Citigroup’s operation in four markets includes unsecured loans, secured loans, wealth management, and retail deposits. Following the purchase, there will be a significant increase in unsecured loans from 21% to 36%. An unsecured loan like student loans and credit cards do not require any collateral as security, such as the borrower’s property. While such loans have a greater margin, they are significantly riskier.

In terms of geological diversification, UOB’s loan profile would be more diversified. Singapore would still take up the majority at 50% of the loan portfolio, down from 51%. At the same time, the ASEAN mix would increase from 21% to 23%.

3) EPS and ROE accretive

As earlier noted, there would be a considerable increase in unsecured debt, which may be one of the reasons why this merger is EPS and ROE accretive. This acquisition, including one-time transaction expenses, would be EPS and ROE accretive by 2023, as total income produced by the new assets would increase by nearly 10% of UOB’s current earnings.

The company also intends to achieve a greater ROE of more than 13%. For comparison, UOB’s most recent ROE was 10.4%. DBS was at 12.1%, whereas OCBC was at 9.5%.

4) UOB’s Stable Balance Sheet

UOB’s CET-1 ratio would fall by 70 basis points to 12.8% following the acquisition.

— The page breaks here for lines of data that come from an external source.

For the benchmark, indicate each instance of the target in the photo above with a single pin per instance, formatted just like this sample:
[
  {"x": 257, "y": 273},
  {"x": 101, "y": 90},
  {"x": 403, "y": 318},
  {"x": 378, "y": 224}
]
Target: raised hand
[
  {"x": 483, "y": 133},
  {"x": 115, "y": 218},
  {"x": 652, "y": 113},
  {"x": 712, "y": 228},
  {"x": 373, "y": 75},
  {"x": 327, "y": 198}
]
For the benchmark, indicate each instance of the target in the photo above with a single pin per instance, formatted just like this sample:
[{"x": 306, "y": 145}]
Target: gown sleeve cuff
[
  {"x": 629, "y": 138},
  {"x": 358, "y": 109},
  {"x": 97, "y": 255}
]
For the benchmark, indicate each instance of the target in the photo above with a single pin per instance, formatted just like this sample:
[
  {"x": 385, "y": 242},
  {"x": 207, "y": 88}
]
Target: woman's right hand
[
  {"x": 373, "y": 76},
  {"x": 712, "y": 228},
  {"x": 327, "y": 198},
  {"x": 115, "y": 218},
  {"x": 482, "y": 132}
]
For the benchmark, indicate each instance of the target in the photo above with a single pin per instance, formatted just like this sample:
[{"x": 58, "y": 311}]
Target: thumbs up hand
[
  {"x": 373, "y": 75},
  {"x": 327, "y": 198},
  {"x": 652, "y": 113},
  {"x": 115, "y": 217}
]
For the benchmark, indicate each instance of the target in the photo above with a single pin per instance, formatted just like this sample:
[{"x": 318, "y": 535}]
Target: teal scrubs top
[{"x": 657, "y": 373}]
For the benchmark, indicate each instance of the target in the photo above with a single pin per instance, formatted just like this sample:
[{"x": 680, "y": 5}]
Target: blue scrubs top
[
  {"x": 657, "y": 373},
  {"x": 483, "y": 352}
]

As a point of reference, here are the figures from the local banks’ third-quarter performance. UOB, DBS, and OCBC had CET-1 ratios of 13.5%, 14.5%, and 15.5%, respectively.

From this, UOB would remain the ‘worst’ of the three. ‘Worst’ because, while it is the lowest of the three banks, 12.8% is still a healthy figure that is substantially above the minimal CET-1 of 6.5% for a domestically systemically significant bank (D-SIBs).

5) The deal will not be completed anytime soon

The acquisition will be subject to regulatory approvals in each country as well as in Singapore. The completion date is expected to be between mid-2022 and early 2024, depending on the progress of the regulatory approval procedure.

As a result, the impact of this acquisition would not be felt as early on the financial statement (though the share price has already increased).

Future looks bright for UOB

If you look at the portfolio makeup of the three banks, UOB is the most active in Southeast Asia. With Southeast Asia’s rising affluence, UOB may be able to benefit from this tailwind in the coming years.

UOB’s Valuation

Source: TradingView

Banks share prices have risen significantly in recent weeks as a result of the inflation news discussed in the previous article.

Even so, UOB’s share price still has room to climb before reaching its P/B historical high of 1.41. (The current P/B is 1.27.)

In addition to that, I believe the upcoming Q4 earnings will give the local bank a final push. That said, UOB’s margin of safety has already been significantly diminished following the run-up, so new investors do take note of that.

Thoughts

UOB is probably the best candidate for this acquisition among the three local banks in Singapore, given its weightage in the ASEAN economy. It has consistently emphasized its ambition to expand its SEA market, which is unquestionably a fantastic opportunity for it to accelerate its growth.

From the announcement, Citigroup’s business will be purchased at 1.2x P/B. Compared to UOB’s current P/B of 1.27, I believe this transaction is acceptable. Not too pricey, but also not that affordable, given the slightly riskier nature of Citi’s operations.

However, it is also worth noting that this transaction won’t be completed until roughly 2024. Bank valuations are now high due to an inflationary climate that may or may not endure until 2024. If inflation remains high, then the Citigroup business is reasonably priced. However, if this inflationary environment doesn’t last, UOB may potentially be buying Citigroup business at a high.